Great Expectations is a novel about misfits who find it difficult to adjust and conform to an heirarchical society full of false values. Miss Havisham - One of the literary world’s most eccentric creations has gone into self-imposed reclusion because she was jilted by Compeyson. Estella's upbringing has inured her from developing warm relations with anyone, while anyone in the cut-throat world of business or criminal world is too much into self-serving to care for other people. The upper classes are isolated by their aloof remoteness and disconnectedness from greater society and the lower orders are excluded by the lack of money, class and manners.
Most of us begin our integration into society within the security of a loving family, however Pip begins life as an orphan, (as do Joe and Magwitch) predeceased by his Father, Mother and five infant brothers, alone and isolated with only a grudging older sister and her more gentle husband to care for him.

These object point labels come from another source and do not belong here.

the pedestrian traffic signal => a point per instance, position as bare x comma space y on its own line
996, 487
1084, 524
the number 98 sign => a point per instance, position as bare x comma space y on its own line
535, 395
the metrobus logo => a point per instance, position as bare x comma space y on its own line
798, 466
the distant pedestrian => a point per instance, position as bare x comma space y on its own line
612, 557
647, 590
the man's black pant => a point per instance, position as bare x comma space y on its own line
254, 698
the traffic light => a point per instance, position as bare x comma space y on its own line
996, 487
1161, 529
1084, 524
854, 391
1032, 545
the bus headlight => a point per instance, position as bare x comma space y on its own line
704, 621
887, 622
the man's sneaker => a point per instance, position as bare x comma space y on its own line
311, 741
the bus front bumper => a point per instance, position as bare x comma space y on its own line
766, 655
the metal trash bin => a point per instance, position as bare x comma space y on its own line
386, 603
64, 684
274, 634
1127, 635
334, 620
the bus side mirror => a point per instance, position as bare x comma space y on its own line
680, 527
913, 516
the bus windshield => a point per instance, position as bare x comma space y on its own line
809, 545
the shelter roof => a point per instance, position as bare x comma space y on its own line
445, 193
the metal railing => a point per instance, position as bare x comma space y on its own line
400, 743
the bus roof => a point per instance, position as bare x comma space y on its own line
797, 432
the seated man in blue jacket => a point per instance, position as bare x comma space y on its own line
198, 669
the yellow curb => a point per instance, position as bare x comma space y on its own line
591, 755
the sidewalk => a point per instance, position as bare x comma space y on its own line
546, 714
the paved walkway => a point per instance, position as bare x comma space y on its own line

“home had never been a pleasant place for me, because of my sister’s temper” (100)
It is only Joe and his forge that provides it with more of a haven, refuge or sanctuary from the outside world. Though Pip is well fed and physically maintained, he is emotionally starved through Mrs Joe’s domestic tyranny. He is a reject - emotionally crippled.
His sister makes it quite clear that she doesn’t like him:
“I was always treated as if I had insisted on being born” (20)
“I think my sister must have the general idea that I was a young offender....to be dealt with according to the outraged majesty of the law” (20)
“all the times she had wished me in my grave” (24)
“I had known from the time I could speak, that my sister, in her capricious and violent coercion, was unjust to me.....I had nursed this assurance .....in a solitary and unprotected way, ....I was morally timid and very sensitive.” (57-58).
His helplessness leads to alienation, self-condemnation and self-estrangement. Pip is paralysed by fear and guilt; the fear of Magwitch’s dire warnings and the guilt of stealing from Mr and Mrs Joe. Later it is his mere association with a convict leaves a “stain” on his character increasing his insecurity and self reproachment.
“I didn’t bring you up by hand to badger people’s lives out....People are put in Hulks because they murder,... rob, and forge.....and they always begin by asking questions” (12)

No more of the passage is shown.